自分へと向けられると、自分へと放たれると、覚悟し構えていた英也の、緊張に歪められた眉間は瞬時、驚倒で裂くように開いた双眸へ伴い、ピンと皮膚を張り詰めた。
銃は動く。それを持った彼女の手と共に。
けれど、銃は英也へと向かない。
代わりに、その銃口は別の場所を目指した。
彩香自身の手によって。
森閑とした動きの中、深閑とした動きの中、彩香は自らの手にある銃の銃口を、自らのこめかみへと。
もはや表情だけではない。
何らの意思も思考も、意識も認識も感じられない空虚な顔を晒し、それでも虚ろに開いた両の目は広く、視野の中へ博和と英也の双方を捉えて。

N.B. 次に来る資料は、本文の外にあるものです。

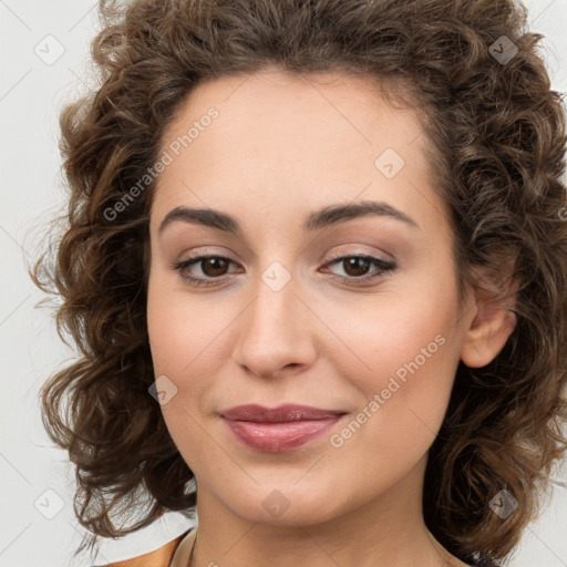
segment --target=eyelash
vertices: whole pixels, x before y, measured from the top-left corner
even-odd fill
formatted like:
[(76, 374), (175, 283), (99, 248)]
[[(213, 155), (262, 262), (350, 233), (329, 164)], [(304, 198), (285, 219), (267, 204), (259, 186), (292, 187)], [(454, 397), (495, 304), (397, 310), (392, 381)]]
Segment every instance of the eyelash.
[[(179, 276), (184, 280), (188, 281), (190, 285), (212, 286), (212, 285), (215, 285), (216, 281), (223, 280), (226, 277), (226, 275), (219, 276), (218, 278), (210, 278), (210, 277), (209, 278), (196, 278), (194, 276), (187, 276), (187, 275), (183, 274), (183, 270), (188, 268), (190, 265), (198, 264), (199, 261), (207, 260), (210, 258), (220, 258), (223, 260), (228, 260), (229, 262), (236, 264), (234, 260), (231, 260), (230, 258), (227, 258), (226, 256), (208, 255), (208, 256), (195, 256), (194, 258), (188, 258), (187, 260), (174, 262), (172, 267), (173, 267), (173, 269), (178, 271)], [(342, 255), (342, 256), (339, 254), (331, 255), (331, 258), (330, 258), (331, 261), (328, 261), (324, 266), (331, 266), (334, 264), (339, 264), (340, 261), (349, 259), (349, 258), (361, 258), (364, 260), (369, 260), (371, 264), (378, 266), (379, 270), (374, 271), (370, 275), (365, 275), (365, 276), (361, 276), (361, 277), (331, 275), (331, 279), (340, 280), (342, 282), (348, 282), (348, 284), (352, 284), (353, 281), (355, 281), (357, 282), (355, 285), (365, 284), (367, 281), (374, 280), (380, 276), (389, 276), (396, 268), (396, 264), (393, 261), (386, 261), (386, 260), (383, 260), (382, 258), (377, 258), (374, 256), (369, 256), (369, 255), (364, 255), (364, 254), (351, 254), (351, 255)]]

意思を持たぬ人形のように。意識を持たぬ人形のように。
瞬刻。
次に起こすであろう彩香の行動を予測の必要も無く悟った博和は咄嗟、呼び止める叫びを上げる間すら惜しみ、迷い無い素早さで彼女を止めようと、広げていた右手からカップを振り落としてその手を伸ばす。
黒鉛色の銃身へと。
彩香の、その手へ握られ、今まさに自分自身のころかみに突きつけている、その銃身へと。
しかし。
床へと落ちゆくデミタスカップの割れるより先。
床へと零れるエスプレッソの飛び散るよりも先。
無情の瞳の中へ深淵の暗闇を映して彩香は、喜怒哀楽の何もかもを失ったその頬へ静か、目頭から溢れ出た涙をひとすじ流し、そして。
滑り込ませるようにトリガーガードの中へと指を突き入れると、
ほんのわずかの躊躇いも無く、その引き金を引いた。